Quais traços da personalidade dela mais chamam sua atenção?

Callas se expressava com ironia, tinha um humor sofisticado, inteligente. Tem uma questão, talvez seja o que mais me inspire, é que ela não tinha uma relação com alguém que a desafiasse. Era Callas que desafiava Callas. Isso é uma outra maneira de ver tudo. A maioria das pessoas tem o desafio de fora para dentro. Ela não, vinha de dentro dela. É muito incrível porque quando você se aproxima da Callas, a história dessa mulher é uma história de superação, desde o nascimento dela, pois ela foi recusada pela mãe nos primeiros dias. Então, esse é um espetáculo para você se apoiar em alguém que, mais do que tudo, não desistiu do seu belo.

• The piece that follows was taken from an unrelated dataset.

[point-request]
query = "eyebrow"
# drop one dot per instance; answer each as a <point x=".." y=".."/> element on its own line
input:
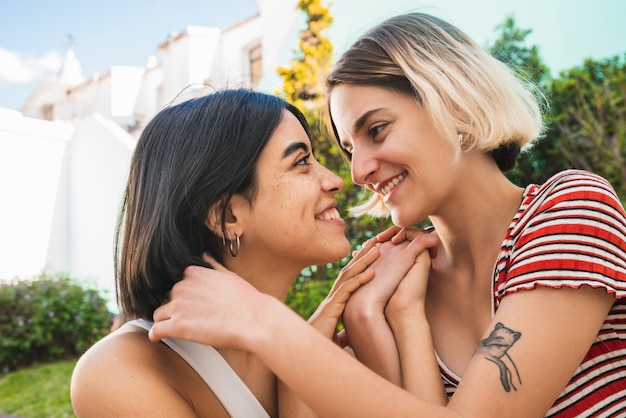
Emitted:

Christiane Torloni: "A arte é uma ciência política, é um fórum por onde passam as grandes ideias, onde se toca a filosofia, onde há liberdade de pensamento. Acho que é disso que tantos têm medo"
Christiane Torloni: "A arte é uma ciência política, é um fórum por onde passam as grandes ideias, onde se toca a filosofia, onde há liberdade de pensamento. Acho que é disso que tantos têm medo" | Foto: Christiane Torloni/ Divulgação

Como ativista ambiental, que análise faz da crise mundial gerada pela devastação da floresta?

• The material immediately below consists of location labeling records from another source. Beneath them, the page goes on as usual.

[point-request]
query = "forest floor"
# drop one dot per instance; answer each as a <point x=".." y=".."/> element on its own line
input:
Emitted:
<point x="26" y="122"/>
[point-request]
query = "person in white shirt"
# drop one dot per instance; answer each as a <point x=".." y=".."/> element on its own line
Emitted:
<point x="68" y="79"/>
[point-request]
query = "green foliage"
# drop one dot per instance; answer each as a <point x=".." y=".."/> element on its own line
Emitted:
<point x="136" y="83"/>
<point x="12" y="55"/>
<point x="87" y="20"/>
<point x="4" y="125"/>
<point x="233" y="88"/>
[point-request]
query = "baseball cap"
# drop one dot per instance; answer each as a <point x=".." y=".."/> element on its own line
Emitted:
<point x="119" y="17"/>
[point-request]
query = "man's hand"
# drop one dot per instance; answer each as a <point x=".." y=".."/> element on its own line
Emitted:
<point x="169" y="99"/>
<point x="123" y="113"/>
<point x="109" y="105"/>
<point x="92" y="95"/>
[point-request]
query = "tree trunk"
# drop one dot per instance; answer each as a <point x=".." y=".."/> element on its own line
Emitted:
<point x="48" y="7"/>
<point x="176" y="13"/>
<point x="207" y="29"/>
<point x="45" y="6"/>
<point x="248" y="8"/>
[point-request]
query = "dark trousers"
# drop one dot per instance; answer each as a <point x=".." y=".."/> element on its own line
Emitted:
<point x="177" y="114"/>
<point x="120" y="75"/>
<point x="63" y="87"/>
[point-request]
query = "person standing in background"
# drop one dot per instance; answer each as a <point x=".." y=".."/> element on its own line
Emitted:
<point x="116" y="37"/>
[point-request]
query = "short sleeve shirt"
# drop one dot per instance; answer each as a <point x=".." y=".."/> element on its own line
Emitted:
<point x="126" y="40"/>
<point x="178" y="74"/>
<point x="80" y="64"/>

Nos últimos dias, a Amazônia tem sido assunto dos principais jornais do País, por motivos ruins, o que me deixa triste. Temos que ter urgência, porque estamos atrasados 50 anos. Isso é que eu quero mostrar com o filme 'Amazônia - O despertar da Florestania' (a produção mostra a experiência da atriz com o abaixo-assinado que reuniu 1,2 milhão de assinaturas pela preservação da Amazônia, um recorde no País) que estreou nos cinemas este ano e, hoje, pode ser visto no NOW, Vivo Play e Oi Play. Definitivamente a gente tem que acordar e tem que fazer. Ainda mais agora que o cenário político está muito mais ameaçador, principalmente para essa questão, porque o meio ambiente e a educação andam de mãos dadas. E o Brasil vive num planeta em que, se ele não for economicamente sustentável, está fora dos mercados. O Brasil vai andar para trás agora, depois de todas os sacrifícios feitos? O que falta para a Amazônia é uma política de Estado, não de governo. O último estadista que vimos no Brasil foi Fernando Henrique Cardoso. Nem tudo que ele fez foi ruim ou bom, mas se não fosse por sua iniciativa firme, hoje a Amazônia estaria mais desprotegida. A Amazônia é maior que um partido. Não tem nada mais importante para a gente que a nossa casa, o nosso ninho, ele que agasalha. Só que a Amazônia é o ninho comum, como disse o papa Francisco.

O que representa o teatro para você?

A mamãe (Monah Delacy) é atriz e atuou grávida até uns sete ou oito meses. As minhas primeiras babás eram as camareiras. Então, o teatro para mim é o meu primeiro playground porque é o meu lugar natural até de reflexão. Lá fui amamentada, ninada, influenciada e inspirada.

Christiane Torloni: "A arte é uma ciência política, é um fórum por onde passam as grandes ideias, onde se toca a filosofia, onde há liberdade de pensamento. Acho que é disso que tantos têm medo"
Christiane Torloni: "A arte é uma ciência política, é um fórum por onde passam as grandes ideias, onde se toca a filosofia, onde há liberdade de pensamento. Acho que é disso que tantos têm medo" | Foto: Christiane Torloni/ Divulgação

Como avalia o papel da arte diante do atual cenário nacional?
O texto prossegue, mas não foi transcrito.